From The Neolithic To The Sea: A Journey From The Past To The Present

St. James Church, Avebury

51°25'43.1"N 1°51'28.6"W
SU 0997369968
Pre 1000

  • History
  • Gallery
  • Gallery
  • Gallery
St. James Church, once known as All Saints, is located in Avebury,Wiltshire and is within close proximity of Avebury Manor and near the Avebury Henge and Stone Circles.

The church was originally built in by the Anglo-Saxons' and the nave dates back to this time, although this was altered by the Normans. The early church was two storeys high, with round-headed windows, three of the these still survive high in the north wall.

Aisles were added to the Saxon nave in the 12th century by the Normans, and access was originally through two low arched openings. The remains of one of these arches can be seen where it has cut away a corner of one of the round-headed windows. These Norman arches disappeared in 1812 when the present arcade was built.
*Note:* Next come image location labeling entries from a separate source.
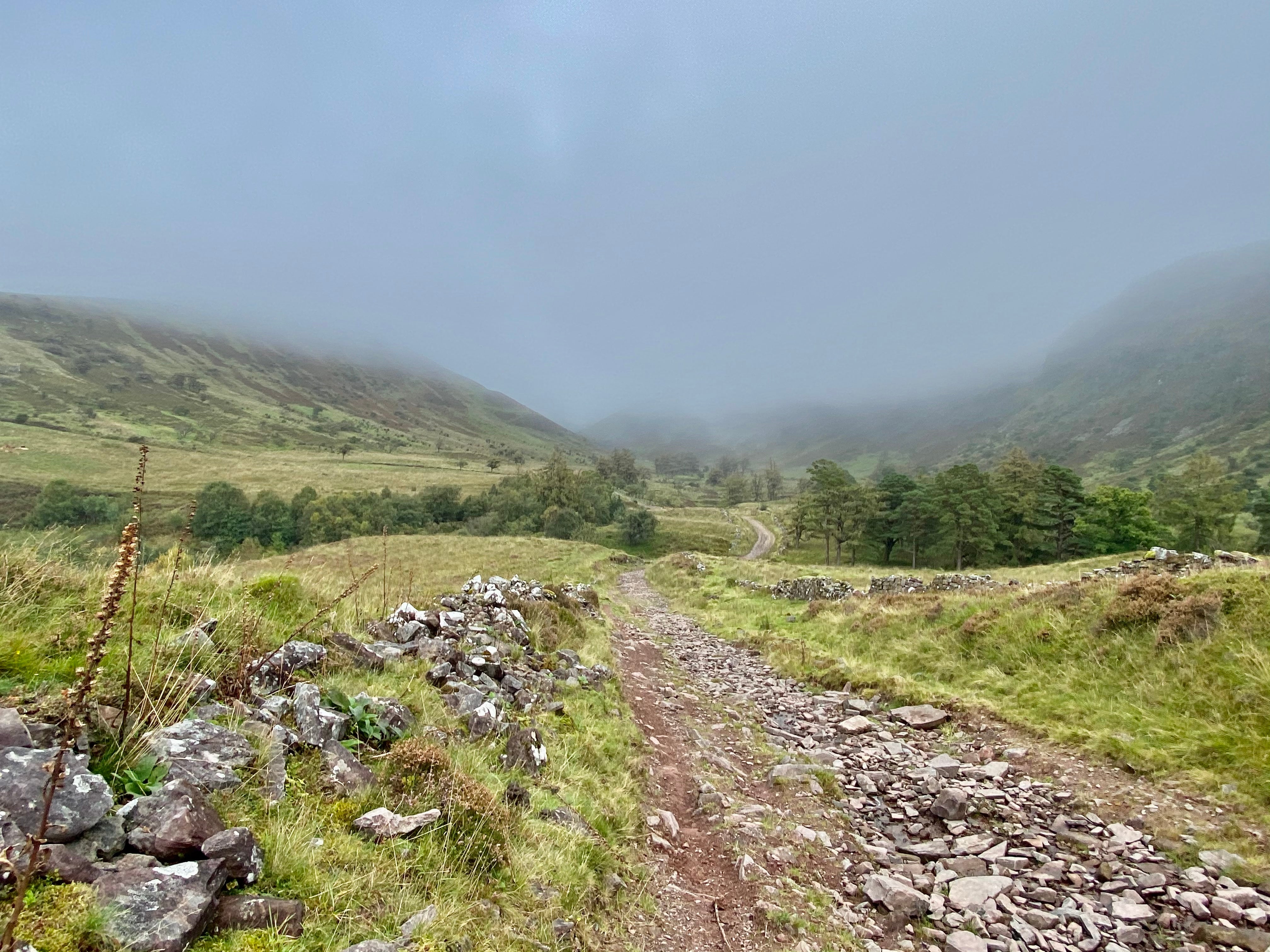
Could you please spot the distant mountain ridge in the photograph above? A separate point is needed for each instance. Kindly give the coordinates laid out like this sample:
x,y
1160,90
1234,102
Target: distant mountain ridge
x,y
97,369
1180,361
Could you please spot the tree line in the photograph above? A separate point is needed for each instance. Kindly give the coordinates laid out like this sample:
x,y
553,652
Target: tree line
x,y
1023,512
556,501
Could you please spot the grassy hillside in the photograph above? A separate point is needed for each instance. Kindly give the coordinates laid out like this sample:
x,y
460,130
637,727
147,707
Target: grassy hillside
x,y
94,371
1179,362
1088,664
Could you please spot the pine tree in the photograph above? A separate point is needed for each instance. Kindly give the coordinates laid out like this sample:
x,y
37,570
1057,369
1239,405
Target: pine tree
x,y
1201,502
1060,506
968,507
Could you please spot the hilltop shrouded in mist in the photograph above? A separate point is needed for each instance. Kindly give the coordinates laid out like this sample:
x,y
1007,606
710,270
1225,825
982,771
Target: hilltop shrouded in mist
x,y
599,207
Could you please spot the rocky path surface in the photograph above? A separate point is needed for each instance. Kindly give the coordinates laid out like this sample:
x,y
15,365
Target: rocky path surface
x,y
827,822
764,544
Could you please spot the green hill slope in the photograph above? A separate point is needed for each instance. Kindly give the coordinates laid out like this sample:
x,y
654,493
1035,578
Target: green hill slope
x,y
94,370
1179,362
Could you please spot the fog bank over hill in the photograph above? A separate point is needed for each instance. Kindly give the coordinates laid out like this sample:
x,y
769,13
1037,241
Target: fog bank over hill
x,y
1179,361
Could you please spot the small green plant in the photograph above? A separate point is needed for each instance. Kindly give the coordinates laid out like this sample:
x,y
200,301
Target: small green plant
x,y
365,725
145,777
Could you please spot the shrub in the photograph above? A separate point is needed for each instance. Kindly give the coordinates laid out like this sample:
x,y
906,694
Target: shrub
x,y
1141,601
477,827
63,504
639,526
1189,620
562,522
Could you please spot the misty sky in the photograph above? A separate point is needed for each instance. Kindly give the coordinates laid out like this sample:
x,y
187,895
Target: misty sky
x,y
695,206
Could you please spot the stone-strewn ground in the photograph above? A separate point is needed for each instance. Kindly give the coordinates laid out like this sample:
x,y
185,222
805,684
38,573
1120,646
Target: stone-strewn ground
x,y
903,829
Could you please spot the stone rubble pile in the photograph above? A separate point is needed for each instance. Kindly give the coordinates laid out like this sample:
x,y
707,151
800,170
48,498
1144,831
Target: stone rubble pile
x,y
161,862
996,861
1166,560
896,586
813,588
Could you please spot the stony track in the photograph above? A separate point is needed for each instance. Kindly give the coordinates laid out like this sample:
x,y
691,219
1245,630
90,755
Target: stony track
x,y
901,828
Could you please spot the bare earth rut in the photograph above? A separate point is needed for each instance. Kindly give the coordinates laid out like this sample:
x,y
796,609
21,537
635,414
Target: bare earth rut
x,y
765,541
781,817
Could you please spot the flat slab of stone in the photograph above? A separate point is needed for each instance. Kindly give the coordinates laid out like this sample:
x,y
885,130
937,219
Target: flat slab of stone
x,y
975,890
246,912
13,732
963,941
856,724
920,717
896,897
163,909
383,823
82,799
203,753
172,823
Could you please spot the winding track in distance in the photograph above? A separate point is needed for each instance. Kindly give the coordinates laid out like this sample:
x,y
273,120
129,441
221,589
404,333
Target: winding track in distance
x,y
765,541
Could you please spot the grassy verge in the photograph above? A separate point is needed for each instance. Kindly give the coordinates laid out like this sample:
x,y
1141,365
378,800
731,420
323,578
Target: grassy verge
x,y
695,529
107,465
1079,664
355,889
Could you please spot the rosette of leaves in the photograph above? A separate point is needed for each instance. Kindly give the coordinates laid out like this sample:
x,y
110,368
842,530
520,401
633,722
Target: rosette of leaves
x,y
365,724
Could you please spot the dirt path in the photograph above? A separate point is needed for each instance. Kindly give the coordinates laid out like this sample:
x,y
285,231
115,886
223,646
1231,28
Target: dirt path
x,y
765,541
823,822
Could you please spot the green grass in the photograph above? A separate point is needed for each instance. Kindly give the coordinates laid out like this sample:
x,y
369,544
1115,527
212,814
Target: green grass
x,y
355,889
694,529
1199,710
107,465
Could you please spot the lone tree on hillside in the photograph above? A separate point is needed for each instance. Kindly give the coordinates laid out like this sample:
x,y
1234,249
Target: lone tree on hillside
x,y
828,484
774,480
1201,502
968,509
884,527
639,526
1060,506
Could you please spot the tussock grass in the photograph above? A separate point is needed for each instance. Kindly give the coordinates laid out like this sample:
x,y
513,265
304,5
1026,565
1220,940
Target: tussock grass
x,y
1194,706
497,875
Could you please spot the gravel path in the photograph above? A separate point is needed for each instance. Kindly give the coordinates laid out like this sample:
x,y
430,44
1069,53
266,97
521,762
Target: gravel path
x,y
906,832
764,544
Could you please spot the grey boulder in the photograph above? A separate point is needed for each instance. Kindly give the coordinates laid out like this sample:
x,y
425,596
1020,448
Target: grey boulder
x,y
525,749
275,669
921,717
237,847
203,753
976,890
81,802
896,897
13,732
246,912
103,841
173,823
952,804
162,909
314,723
343,771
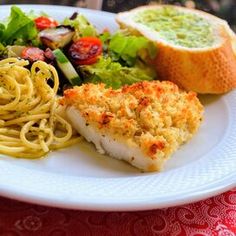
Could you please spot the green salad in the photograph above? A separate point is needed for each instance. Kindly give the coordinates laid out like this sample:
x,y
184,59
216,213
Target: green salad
x,y
74,46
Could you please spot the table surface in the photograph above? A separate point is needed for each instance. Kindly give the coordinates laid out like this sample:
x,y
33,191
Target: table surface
x,y
213,216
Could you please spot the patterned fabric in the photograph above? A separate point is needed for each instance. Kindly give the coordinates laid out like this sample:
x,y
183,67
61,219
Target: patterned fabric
x,y
212,217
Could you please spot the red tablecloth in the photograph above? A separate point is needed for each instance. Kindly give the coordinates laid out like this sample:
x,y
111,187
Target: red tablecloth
x,y
214,216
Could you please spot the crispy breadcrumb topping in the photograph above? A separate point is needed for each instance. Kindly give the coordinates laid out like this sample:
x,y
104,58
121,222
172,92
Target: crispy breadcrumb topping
x,y
154,116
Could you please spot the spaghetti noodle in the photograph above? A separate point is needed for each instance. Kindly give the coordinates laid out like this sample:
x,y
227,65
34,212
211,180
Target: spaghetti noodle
x,y
30,125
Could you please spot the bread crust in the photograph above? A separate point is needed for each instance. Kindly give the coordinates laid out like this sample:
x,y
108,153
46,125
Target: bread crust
x,y
203,70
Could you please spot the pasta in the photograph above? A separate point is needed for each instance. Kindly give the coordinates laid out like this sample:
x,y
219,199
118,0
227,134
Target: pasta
x,y
30,124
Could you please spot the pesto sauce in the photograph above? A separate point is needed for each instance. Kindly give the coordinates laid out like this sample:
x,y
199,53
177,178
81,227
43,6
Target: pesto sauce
x,y
180,28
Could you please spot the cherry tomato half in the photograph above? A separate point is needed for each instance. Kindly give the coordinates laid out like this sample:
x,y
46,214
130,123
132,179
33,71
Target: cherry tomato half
x,y
43,22
86,50
33,54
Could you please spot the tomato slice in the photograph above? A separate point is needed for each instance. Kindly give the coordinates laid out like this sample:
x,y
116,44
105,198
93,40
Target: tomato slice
x,y
43,22
86,50
33,54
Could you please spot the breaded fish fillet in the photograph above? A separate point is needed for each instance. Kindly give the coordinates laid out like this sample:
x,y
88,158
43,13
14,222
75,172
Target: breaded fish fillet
x,y
143,123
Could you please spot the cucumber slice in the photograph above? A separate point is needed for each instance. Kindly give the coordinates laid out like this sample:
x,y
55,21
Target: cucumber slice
x,y
66,67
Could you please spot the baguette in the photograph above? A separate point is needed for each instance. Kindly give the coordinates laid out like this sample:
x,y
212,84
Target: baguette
x,y
207,69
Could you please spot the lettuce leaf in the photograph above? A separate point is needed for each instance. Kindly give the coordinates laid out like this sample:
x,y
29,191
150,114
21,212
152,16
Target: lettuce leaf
x,y
128,48
19,30
114,75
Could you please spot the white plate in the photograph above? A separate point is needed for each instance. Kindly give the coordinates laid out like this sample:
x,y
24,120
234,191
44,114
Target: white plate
x,y
79,178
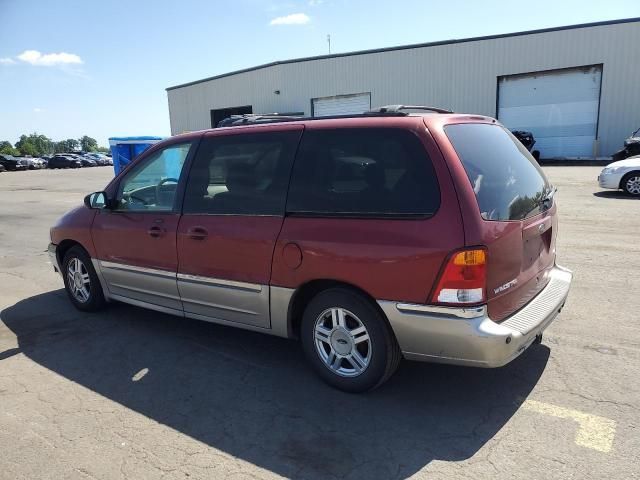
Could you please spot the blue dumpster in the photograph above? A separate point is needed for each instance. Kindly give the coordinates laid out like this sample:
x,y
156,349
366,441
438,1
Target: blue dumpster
x,y
125,149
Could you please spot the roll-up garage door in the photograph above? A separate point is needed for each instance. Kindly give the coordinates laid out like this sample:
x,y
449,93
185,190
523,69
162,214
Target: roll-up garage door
x,y
559,107
341,105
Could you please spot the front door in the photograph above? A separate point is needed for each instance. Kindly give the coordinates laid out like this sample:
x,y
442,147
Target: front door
x,y
232,215
136,240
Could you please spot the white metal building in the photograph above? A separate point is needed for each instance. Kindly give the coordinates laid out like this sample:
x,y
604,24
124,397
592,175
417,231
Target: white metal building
x,y
577,88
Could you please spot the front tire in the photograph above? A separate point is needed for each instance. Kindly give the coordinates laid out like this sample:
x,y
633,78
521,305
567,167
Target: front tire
x,y
348,341
631,183
81,281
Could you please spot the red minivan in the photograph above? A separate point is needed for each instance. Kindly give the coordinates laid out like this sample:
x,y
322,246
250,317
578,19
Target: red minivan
x,y
373,237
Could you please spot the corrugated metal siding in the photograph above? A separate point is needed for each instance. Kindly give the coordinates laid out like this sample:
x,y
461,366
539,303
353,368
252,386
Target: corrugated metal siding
x,y
460,76
341,105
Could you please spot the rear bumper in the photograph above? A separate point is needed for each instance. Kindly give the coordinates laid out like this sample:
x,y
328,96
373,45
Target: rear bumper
x,y
467,336
609,180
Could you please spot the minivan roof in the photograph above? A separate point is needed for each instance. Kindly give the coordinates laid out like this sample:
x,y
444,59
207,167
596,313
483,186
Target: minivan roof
x,y
349,121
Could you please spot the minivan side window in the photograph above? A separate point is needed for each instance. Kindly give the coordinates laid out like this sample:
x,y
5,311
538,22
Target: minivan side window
x,y
152,184
241,174
507,181
363,172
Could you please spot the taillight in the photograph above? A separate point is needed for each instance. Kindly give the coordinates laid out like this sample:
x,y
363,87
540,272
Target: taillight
x,y
463,279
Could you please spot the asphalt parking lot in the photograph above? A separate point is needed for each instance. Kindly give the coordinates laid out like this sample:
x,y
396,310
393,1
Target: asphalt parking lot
x,y
134,394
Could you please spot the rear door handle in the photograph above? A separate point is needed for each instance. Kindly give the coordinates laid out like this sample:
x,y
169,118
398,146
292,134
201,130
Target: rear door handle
x,y
197,233
156,231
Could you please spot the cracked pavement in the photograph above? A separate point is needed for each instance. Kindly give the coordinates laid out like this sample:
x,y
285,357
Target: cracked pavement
x,y
215,402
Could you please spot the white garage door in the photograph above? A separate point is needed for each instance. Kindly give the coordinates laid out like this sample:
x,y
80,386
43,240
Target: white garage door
x,y
341,105
559,107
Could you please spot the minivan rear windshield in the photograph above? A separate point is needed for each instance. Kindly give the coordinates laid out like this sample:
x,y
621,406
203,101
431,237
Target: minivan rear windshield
x,y
507,181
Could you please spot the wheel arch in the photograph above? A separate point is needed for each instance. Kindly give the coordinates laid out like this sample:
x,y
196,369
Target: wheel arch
x,y
307,291
625,176
65,245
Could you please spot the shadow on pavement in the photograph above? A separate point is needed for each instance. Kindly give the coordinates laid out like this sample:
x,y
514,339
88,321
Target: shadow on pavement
x,y
252,395
615,194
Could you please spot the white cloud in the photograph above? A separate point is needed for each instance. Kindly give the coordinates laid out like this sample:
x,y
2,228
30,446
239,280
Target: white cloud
x,y
293,19
37,58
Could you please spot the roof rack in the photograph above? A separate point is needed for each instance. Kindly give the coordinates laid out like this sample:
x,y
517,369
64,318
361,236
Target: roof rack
x,y
387,110
248,118
400,108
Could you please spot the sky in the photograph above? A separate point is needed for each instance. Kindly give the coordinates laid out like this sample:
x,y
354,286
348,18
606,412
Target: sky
x,y
100,67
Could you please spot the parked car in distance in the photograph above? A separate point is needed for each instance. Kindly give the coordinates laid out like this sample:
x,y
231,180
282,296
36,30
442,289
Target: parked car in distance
x,y
404,232
100,160
631,147
61,161
34,163
622,175
87,162
9,162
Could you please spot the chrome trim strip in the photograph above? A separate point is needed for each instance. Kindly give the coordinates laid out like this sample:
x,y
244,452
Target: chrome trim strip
x,y
133,268
228,323
280,300
458,312
218,306
145,291
252,287
150,306
103,282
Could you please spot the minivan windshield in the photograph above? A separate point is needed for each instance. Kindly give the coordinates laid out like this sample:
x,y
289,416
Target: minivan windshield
x,y
507,181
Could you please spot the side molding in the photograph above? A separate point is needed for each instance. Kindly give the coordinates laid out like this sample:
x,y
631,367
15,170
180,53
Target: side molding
x,y
279,310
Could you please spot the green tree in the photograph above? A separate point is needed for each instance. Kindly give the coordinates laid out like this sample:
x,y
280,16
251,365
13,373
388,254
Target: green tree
x,y
68,145
88,144
7,148
34,144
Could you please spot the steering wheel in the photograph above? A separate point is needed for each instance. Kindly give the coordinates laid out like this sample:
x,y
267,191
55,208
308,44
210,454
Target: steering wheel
x,y
159,186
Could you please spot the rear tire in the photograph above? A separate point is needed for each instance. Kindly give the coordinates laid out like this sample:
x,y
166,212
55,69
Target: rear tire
x,y
81,281
631,183
348,341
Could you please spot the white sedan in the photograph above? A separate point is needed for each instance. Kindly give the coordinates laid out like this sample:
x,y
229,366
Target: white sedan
x,y
622,175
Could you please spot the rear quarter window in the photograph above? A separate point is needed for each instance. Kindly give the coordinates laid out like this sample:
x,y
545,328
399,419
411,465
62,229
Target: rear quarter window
x,y
507,181
363,172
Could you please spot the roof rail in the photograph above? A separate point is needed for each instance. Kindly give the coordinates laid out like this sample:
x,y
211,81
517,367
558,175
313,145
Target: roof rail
x,y
400,108
387,110
247,118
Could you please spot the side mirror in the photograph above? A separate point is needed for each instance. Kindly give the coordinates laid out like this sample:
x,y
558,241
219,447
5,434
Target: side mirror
x,y
97,200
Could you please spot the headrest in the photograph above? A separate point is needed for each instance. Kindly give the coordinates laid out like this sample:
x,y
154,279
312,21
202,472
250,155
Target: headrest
x,y
240,178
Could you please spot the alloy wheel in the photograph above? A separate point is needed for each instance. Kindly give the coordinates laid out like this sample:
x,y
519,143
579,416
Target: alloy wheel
x,y
342,342
633,185
79,280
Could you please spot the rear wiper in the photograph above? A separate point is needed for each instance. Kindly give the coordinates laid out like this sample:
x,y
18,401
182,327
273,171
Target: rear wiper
x,y
546,200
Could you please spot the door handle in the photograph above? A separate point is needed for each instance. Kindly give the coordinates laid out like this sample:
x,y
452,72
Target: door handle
x,y
197,233
156,231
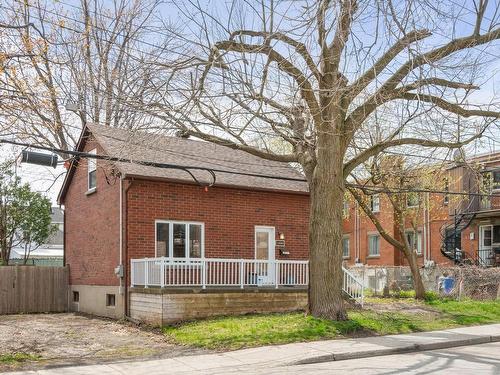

The Saxon chancel was replaced in the late 13th century, but was greatly rebuilt in 1879, the arch still survives.

The Norman aisles had been widened in the 15th century, when the Norman south doorway was moved to its present position.

The tower was built in the 15th century, with bells fitted in 1719-20. These were replaced in 1981, except for the tenor bell. This was then used to strike the hour.

The rood loft is the original dating back to at least the 15th century. This would would have been destroyed after the Reformation and the loft and screen were removed, probably following an order of 1561 from Elizabeth I. It would have been sold off or reused for another purpose, but the Avebury church managed to hide and preserve their rood loft. The timbers were stacked against the east wall of the nave, above the chancel arch, and covered with a lath and plaster wall. This secret was well kept and the timbers were not discovered until 1810. The rood loft was restored in the 1878 - 1884 renovations, with the loft parapet repainted with matching colours to those noted on the woodwork by the architect, Charles E. Ponting.

The tub font is thought to be of Saxon origin but the detailed carving is from the beginning of 12th century.

Today the church is open to the public and is Grade I listed.